Außerdem können Pferde auf diese Tiere allergisch reagieren! So manche "Stauballergie" ist darauf zurückzuführen, dass in der Nähe des Pferdestalls oder gar im Stall Hühner oder ähnliches gehalten werden.
| | | Ich habe auch selbst erlebt, dass Pferde noch Jahre nach dem Auszug einer Gänsefamilie allergische Reaktionen gezeigt hatten. Ein durch Federvieh "verseuchter" Stall sollte extrem penibel gereinigt werden, bevor man dort Pferde einstellt. Eine kleine Hühnerschar im Außenbereich (Weide) ist insofern von Vorteil, dass diese Tiere sich an den Pferdeäpfeln gerne gütlich tun, so dass es ein kleines bisschen weniger zum Abmisten ist. ;-) Allerdings muss man bedenken, dass auch Federtiere auf der Weide ihre Hinterlassenschaften verlieren.

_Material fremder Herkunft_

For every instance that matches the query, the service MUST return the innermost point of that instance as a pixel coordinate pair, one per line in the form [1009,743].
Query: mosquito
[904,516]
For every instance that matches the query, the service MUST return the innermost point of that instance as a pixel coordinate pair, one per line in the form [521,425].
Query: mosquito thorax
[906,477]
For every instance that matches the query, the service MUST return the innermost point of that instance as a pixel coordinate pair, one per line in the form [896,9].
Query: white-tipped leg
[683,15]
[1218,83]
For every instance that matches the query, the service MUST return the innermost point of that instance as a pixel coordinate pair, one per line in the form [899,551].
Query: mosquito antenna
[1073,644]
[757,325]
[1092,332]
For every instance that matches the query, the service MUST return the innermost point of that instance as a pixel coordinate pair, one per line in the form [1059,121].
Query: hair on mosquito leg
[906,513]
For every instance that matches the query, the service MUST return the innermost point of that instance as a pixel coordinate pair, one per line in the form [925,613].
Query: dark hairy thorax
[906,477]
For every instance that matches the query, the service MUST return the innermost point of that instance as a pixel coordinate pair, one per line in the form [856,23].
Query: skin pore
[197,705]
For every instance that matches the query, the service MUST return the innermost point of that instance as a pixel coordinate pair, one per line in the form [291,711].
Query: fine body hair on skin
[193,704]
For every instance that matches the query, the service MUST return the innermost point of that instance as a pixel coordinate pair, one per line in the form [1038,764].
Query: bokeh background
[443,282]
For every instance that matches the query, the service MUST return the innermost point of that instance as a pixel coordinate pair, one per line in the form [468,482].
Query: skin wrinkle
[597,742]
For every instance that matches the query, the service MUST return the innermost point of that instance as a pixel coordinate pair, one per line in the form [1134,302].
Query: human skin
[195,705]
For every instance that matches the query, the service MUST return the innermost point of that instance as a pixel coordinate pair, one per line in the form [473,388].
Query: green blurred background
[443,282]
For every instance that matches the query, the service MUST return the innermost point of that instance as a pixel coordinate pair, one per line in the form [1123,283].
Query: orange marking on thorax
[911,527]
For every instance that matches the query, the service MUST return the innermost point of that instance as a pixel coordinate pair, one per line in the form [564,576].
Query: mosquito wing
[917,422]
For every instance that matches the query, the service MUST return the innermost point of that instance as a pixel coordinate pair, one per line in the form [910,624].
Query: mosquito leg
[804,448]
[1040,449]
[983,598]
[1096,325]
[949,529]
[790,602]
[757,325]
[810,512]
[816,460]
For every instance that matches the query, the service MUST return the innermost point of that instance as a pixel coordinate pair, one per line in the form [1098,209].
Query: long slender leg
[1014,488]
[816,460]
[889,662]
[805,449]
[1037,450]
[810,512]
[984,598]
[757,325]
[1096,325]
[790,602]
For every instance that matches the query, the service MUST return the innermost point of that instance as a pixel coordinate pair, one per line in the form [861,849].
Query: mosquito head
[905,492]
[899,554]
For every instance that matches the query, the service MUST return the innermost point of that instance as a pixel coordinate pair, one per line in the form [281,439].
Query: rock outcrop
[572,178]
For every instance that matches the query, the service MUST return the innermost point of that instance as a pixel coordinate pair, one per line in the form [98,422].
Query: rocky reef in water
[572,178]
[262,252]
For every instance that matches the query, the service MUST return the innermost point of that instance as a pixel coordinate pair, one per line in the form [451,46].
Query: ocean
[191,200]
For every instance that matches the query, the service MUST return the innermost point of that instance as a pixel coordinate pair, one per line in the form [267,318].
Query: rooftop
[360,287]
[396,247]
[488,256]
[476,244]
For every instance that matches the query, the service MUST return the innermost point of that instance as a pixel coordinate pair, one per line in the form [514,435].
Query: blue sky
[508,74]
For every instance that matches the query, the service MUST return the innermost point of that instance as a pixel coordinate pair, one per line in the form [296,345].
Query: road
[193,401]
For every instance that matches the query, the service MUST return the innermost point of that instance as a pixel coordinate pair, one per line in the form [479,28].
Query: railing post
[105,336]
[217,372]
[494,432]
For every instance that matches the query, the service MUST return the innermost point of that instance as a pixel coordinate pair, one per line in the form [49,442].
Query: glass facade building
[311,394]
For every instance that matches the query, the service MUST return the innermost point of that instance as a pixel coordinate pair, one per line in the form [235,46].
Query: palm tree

Spatzen und Schwalben fühlen sich in Pferdeställen wohl. Die Spatzen ernähren sich gerne von den reichhaltigen Futterresten und Schwalben brüten bevorzugt im Stall. Man sollte darauf achten, dass der Vogelkot, besonders unterhalb der Nester, täglich entfernt wird. Ein Schwalbennest im Pferdestall soll Glück bringen und ist auch schön anzusehen.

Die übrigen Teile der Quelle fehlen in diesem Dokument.